Paragraphs have no specific length and no required number of sentences, but they have three characteristics: they are unified, coherent, and adequately developed. That is, a paragraph presents thought, all its parts are clearly related to one another, and its point is sufficiently supported by details, examples, or explanations.
Each paragraph in a well-written essay supports the thesis sentence; each is directly linked to the thesis and is clearly related to other paragraphs in the essay. The introductory paragraph presents the main point, and the concluding paragraph reinforces it. Paragraphs in the body develop the idea in such a way as to make the essay interesting and convincing. Carefully linked paragraphs provide coherence to an essay, and if each paragraph in the body supports and develops the single main idea of the entire paper, the essay has unity.
The paragraph in coherent and unified essays may be developed by different patterns: by definitions, details, examples, analogy, cause-and-effect analysis, and reason.
A paragraph is unified when all its parts relate clearly to its central, controlling idea which is expressed in a topic sentence.

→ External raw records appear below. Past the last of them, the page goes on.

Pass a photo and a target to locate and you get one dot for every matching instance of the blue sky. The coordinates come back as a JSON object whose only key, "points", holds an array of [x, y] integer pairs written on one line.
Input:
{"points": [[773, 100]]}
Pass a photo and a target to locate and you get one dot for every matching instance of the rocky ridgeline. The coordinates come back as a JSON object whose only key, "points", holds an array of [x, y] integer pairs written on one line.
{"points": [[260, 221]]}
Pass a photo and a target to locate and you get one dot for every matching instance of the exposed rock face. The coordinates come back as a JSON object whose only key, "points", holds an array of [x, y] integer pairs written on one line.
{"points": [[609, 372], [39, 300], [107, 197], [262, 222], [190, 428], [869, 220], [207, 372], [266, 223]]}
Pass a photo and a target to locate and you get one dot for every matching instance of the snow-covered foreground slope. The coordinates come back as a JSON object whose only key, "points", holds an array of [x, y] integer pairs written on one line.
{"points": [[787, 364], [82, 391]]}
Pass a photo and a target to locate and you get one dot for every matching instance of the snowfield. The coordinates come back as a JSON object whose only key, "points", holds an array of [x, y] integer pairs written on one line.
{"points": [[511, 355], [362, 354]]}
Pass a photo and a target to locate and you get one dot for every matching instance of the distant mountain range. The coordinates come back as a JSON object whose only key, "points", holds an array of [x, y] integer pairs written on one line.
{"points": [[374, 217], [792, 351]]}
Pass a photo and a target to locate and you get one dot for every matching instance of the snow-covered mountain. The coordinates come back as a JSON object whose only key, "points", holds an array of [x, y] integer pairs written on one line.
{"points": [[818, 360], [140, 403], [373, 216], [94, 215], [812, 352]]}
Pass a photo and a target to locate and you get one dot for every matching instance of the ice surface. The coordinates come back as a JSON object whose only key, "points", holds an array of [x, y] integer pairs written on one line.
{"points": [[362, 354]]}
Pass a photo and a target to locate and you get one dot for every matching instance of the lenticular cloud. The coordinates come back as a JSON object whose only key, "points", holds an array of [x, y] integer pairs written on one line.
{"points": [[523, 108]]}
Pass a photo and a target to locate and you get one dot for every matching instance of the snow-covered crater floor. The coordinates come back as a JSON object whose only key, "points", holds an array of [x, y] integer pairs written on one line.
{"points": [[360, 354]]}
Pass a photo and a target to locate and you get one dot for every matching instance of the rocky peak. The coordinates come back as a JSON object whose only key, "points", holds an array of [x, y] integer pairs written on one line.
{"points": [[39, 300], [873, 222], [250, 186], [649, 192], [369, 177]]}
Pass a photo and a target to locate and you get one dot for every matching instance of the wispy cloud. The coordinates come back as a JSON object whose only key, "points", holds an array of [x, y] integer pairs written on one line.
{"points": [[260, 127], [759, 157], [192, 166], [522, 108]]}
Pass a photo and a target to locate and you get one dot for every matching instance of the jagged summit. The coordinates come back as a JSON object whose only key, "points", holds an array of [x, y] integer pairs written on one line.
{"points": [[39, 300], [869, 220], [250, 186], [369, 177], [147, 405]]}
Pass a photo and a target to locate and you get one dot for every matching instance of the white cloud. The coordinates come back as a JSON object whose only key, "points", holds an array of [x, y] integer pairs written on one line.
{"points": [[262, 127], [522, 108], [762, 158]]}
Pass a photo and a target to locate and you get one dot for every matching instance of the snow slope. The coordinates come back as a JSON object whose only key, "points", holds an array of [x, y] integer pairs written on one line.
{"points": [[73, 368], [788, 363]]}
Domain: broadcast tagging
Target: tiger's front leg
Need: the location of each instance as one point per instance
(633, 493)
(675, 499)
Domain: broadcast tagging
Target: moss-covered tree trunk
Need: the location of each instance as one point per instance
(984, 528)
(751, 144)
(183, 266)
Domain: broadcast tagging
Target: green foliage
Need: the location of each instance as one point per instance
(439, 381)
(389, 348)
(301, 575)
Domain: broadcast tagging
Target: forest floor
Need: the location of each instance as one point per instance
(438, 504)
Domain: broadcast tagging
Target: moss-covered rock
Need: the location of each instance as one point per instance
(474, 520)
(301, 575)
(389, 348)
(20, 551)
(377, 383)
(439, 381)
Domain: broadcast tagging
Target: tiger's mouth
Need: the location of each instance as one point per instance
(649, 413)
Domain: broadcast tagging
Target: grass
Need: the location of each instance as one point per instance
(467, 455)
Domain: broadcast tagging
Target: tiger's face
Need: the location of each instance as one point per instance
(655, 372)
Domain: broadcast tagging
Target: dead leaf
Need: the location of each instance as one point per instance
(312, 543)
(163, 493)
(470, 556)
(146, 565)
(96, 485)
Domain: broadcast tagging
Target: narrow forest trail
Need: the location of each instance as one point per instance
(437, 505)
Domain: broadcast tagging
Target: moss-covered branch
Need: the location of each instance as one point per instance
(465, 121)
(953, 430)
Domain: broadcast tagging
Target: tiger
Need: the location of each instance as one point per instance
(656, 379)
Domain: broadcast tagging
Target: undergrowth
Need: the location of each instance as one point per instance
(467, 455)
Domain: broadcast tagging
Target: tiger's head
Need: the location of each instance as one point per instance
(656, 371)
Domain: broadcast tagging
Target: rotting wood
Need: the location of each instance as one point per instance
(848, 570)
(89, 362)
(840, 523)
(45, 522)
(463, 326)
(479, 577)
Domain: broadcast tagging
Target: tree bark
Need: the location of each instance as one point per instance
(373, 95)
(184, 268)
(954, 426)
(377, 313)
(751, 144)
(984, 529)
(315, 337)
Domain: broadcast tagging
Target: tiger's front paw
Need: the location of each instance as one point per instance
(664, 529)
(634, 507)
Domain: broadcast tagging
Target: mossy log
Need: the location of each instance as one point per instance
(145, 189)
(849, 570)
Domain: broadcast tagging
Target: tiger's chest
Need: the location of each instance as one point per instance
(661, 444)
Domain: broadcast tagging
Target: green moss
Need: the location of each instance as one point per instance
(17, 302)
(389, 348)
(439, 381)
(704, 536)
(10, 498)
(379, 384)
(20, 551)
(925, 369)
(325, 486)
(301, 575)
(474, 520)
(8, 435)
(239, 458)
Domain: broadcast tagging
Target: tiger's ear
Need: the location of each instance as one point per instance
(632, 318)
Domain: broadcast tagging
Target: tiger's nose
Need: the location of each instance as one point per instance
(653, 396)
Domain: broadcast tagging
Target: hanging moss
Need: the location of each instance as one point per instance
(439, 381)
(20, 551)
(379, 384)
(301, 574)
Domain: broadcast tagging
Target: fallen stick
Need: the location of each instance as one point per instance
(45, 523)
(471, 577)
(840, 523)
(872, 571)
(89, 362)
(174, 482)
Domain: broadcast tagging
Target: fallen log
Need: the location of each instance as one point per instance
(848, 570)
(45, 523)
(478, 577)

Where to place the topic sentence? In most common paragraph shape, the central idea expressed in a topic sentence – falls first, sometimes followed by a clarifying or limiting sentence that narrows the topic and makes it more specific.
The central idea may also appear at the end of a paragraph or in its middle. The central idea may appear at the beginning of the paragraph and then be restated or added at the end. It may also be amplified in the middle.
Finally, the central idea may be unstated. The main idea of the paragraph may become obvious from the context. Students should be able to sum up in writing the unstated topic sentence even if they see that it is out of the paragraph.